Despite the sell-off, there was some good news today. Initial unemployment claims fell to a new six-year low, down to 320,000, better than estimates of 339,000. That also brought the four-week moving average to a near six-year low at 332,000, a sign that the labor market is steadily improving, which should help consumer spending. Elsewhere, the Empire State manufacturing report beat estimates, but the Philadelphia Fed's manufacturing index missed, though it still showed strong growth.

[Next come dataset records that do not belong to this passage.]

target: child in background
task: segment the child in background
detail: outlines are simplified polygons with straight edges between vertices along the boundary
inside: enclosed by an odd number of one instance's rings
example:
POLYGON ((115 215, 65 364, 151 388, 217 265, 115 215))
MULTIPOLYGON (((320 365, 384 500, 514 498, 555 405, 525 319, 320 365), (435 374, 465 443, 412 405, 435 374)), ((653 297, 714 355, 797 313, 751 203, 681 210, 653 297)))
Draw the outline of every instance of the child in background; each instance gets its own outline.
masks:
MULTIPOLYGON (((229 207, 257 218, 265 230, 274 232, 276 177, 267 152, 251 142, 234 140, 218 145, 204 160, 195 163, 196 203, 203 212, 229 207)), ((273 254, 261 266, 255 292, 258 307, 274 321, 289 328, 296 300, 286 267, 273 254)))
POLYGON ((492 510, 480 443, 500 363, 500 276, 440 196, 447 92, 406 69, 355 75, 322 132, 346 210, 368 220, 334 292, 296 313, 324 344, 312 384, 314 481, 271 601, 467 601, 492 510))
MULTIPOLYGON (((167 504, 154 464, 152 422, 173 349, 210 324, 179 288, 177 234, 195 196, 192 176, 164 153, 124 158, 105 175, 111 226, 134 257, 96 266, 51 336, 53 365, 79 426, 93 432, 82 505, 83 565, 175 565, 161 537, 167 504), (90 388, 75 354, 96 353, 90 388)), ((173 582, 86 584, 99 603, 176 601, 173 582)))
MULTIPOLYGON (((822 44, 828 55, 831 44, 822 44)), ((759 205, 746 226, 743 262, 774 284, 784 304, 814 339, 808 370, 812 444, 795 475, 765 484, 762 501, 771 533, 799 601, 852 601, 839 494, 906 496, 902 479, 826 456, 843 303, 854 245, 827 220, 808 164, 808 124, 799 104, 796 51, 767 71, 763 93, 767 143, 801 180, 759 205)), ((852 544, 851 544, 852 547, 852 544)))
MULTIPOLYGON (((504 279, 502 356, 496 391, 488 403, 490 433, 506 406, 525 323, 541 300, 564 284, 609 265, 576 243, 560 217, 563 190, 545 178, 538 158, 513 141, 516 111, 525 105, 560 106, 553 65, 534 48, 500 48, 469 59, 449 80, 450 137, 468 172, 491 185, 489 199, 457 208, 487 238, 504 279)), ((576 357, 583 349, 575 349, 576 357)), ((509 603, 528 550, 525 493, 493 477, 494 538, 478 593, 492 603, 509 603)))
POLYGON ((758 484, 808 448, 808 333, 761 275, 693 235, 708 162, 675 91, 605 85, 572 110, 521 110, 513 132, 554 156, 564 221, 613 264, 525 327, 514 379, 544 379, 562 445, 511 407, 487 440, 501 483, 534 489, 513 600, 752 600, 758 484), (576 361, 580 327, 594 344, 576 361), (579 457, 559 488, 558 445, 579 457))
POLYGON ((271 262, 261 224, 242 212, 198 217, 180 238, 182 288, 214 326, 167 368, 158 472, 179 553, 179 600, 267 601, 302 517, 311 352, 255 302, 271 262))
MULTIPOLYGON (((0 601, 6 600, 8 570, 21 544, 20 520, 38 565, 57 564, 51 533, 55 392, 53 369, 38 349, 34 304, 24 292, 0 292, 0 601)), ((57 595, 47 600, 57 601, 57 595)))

Finally, the consumer price index edged 0.2% in July, matching projections, and homebuilder confidence jumped.

Wal-Mart wasn't the only Dow stock to slide today. Hewlett-Packard (NYSE:HPQ) shares finished down 4.5% as rival Lenovo, which recently replaced HP as the world's top PC seller, said it sold more smartphones and tablets than PCs in its recent quarter. Lenovo also saw just a 1.4% decline in computer shipments, compared to an 11% overall decline in the market, indicating that HP may have seen a steeper drop than expected. After hours, Dell, the No. 3 PC maker, reported that profits dropped 72%, and PC revenue fell 5%, as it faces many of the same challenges as HP. Hewlett-Packard will report earnings next Wednesday; analysts are expecting a per-share profit of $0.87.

Finally, Cisco Systems (NASDAQ:CSCO) shares ended down 7.2% after the networking leader said that it would lay off 4,000 employees. The news was surprising as it came on an otherwise solid earnings report, but CEO John Chambers said his company was still facing headwinds from the recovering economy.